This weather is no joke, so I got an adorable photo of Fred and his irresistible bum as a part of the “let’s keep smiling” package deal.
And talking of packages… Do you ever wonder if your dog needs to wrap up? Or got him to wear a coat already?
Most cocker spaniels can be pretty weather-proof even in sub-zero temperatures. Their double coat serves them well.
However, some dogs may benefit from a stylish top up if…
… they are young & have to be outside for longer then their typical short walk (a two month old pup would only need 10 minutes, so will be fine playing in the snow without a coat or jumper);
… they are senior & developed sensitivity to cold or suffer from arthritis;
… they are recovering from an illness or have an underlying health condition, for example underactive thyroid;
… the pooch is over or underweight;
… the dog was neutered – the overproduction of gonadotrophic hormones caused by the op affects thyroid stimulating hormone – and the gland function. Thyroid helps the body maintain its temperature. If this function is altered, so is the body’s response to the temperature changes;
… the coat of a cocker was clipped, which removes the undercoat and also makes the resulting coat attract and trap the moisture;
… you walk in a thick wet snow that can cover the fur with huge snowballs and make your spaniel uncomfortable.
Shivering is a sign that your pooch is cold and needs to be taken to a warm place as soon as possible.

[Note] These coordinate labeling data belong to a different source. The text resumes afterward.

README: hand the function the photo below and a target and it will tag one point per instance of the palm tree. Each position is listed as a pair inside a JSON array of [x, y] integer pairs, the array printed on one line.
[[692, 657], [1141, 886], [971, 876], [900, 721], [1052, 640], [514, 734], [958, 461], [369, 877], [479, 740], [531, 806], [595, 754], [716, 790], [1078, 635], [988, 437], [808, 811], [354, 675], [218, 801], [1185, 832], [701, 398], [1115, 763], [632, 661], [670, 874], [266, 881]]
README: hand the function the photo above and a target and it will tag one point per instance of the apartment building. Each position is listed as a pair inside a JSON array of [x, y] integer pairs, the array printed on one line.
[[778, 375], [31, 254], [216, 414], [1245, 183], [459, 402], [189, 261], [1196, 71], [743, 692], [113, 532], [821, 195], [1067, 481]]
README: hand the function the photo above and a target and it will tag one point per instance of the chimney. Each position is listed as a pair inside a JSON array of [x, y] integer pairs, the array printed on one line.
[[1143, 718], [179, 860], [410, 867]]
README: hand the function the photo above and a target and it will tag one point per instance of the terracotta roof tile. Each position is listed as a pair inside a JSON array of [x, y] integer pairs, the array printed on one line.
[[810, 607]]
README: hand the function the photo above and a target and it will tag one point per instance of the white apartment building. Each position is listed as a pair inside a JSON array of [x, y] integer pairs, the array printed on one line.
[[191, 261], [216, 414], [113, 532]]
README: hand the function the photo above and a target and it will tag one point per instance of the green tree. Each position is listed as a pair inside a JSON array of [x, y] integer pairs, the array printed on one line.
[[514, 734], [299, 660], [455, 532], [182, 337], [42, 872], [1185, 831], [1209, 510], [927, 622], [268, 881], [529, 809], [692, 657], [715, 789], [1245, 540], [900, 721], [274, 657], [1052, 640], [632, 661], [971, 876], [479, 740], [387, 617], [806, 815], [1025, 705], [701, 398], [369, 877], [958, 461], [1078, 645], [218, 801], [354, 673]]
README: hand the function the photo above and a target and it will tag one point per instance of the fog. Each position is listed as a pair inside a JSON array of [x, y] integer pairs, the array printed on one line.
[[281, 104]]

The coat needs to be comfortable for your cocker. Remember that dogs see anything that covers and presses on their back as a possible dominant object. Make sure that the coat fits well, let the dog sniff it, be gentle when putting it on and whenever possible – take your spaniel for a walk straight away. No dog will ever enjoy wearing a coat but they can learn to associate a coat with a positive experience (i.e. a walk) & accept it in anticipation of something great and fun.